GPT2-Small-Portuguese

Property	Value
Parameter Count	124M
Training Data	Portuguese Wikipedia (1.28 GB)
License	MIT
Performance	37.99% accuracy, 23.76 perplexity
Model Size	487M (PyTorch) / 475M (TensorFlow)

What is gpt2-small-portuguese?

GPT2-small-portuguese is a state-of-the-art language model for Portuguese text generation, fine-tuned from the English GPT-2 small model using transfer learning techniques. Developed by Pierre Guillou, it was trained on Portuguese Wikipedia data in just over a day using a single NVIDIA V100 32GB GPU.

Implementation Details

The model leverages the Hugging Face Transformers library and can be used with both PyTorch and TensorFlow frameworks. It was trained using fastai v2 techniques and achieves impressive performance metrics with relatively limited computational resources.

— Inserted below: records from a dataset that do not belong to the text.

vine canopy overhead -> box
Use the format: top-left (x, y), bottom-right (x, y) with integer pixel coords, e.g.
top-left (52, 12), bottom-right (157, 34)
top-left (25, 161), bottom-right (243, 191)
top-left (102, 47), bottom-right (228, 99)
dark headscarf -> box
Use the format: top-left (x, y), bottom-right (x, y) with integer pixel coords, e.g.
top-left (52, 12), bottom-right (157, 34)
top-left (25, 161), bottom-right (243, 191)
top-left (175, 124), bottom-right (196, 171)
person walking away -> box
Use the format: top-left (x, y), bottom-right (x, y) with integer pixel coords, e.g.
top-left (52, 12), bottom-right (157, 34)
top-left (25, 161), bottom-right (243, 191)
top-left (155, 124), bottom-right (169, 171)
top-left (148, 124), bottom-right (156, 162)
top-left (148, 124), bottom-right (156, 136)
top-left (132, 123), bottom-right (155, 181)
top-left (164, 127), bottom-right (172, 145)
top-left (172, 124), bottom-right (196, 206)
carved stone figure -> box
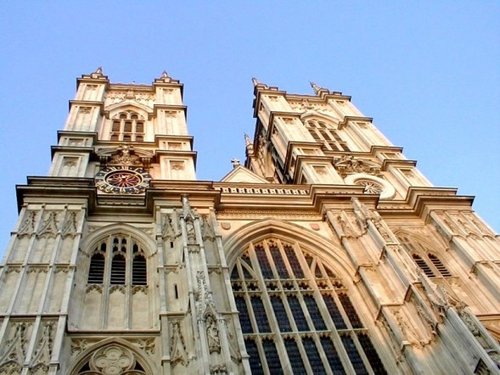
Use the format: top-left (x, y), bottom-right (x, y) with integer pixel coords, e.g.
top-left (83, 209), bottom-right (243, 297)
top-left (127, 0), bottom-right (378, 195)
top-left (201, 215), bottom-right (216, 241)
top-left (333, 155), bottom-right (381, 177)
top-left (206, 314), bottom-right (221, 354)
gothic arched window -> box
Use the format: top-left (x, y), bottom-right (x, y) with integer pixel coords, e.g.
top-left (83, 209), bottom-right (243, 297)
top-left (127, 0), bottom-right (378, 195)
top-left (87, 234), bottom-right (148, 286)
top-left (305, 119), bottom-right (350, 152)
top-left (231, 238), bottom-right (387, 374)
top-left (110, 110), bottom-right (145, 142)
top-left (398, 234), bottom-right (452, 278)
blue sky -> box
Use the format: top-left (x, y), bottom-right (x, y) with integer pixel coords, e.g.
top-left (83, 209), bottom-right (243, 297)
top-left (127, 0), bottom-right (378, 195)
top-left (0, 2), bottom-right (498, 255)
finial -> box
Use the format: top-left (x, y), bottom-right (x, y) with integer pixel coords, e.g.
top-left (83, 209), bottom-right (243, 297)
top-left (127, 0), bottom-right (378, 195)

Training time: Approximately 30 hours on single GPU
Architecture: GPT-2 small base model
Training data: 1.28GB Portuguese Wikipedia corpus
Validation accuracy: 37.99%

Core Capabilities

Portuguese text generation
Next word prediction
Continuous text completion
Support for both PyTorch and TensorFlow implementations
Maximum sequence length of 1024 tokens

Frequently Asked Questions

Q: What makes this model unique?

This model demonstrates that high-quality language models can be created for non-English languages using transfer learning, achieving good results with limited computational resources and training data.

Q: What are the recommended use cases?

The model is best suited for Portuguese text generation tasks, including creative writing, content generation, and text completion. However, users should be aware of potential biases inherited from the training data.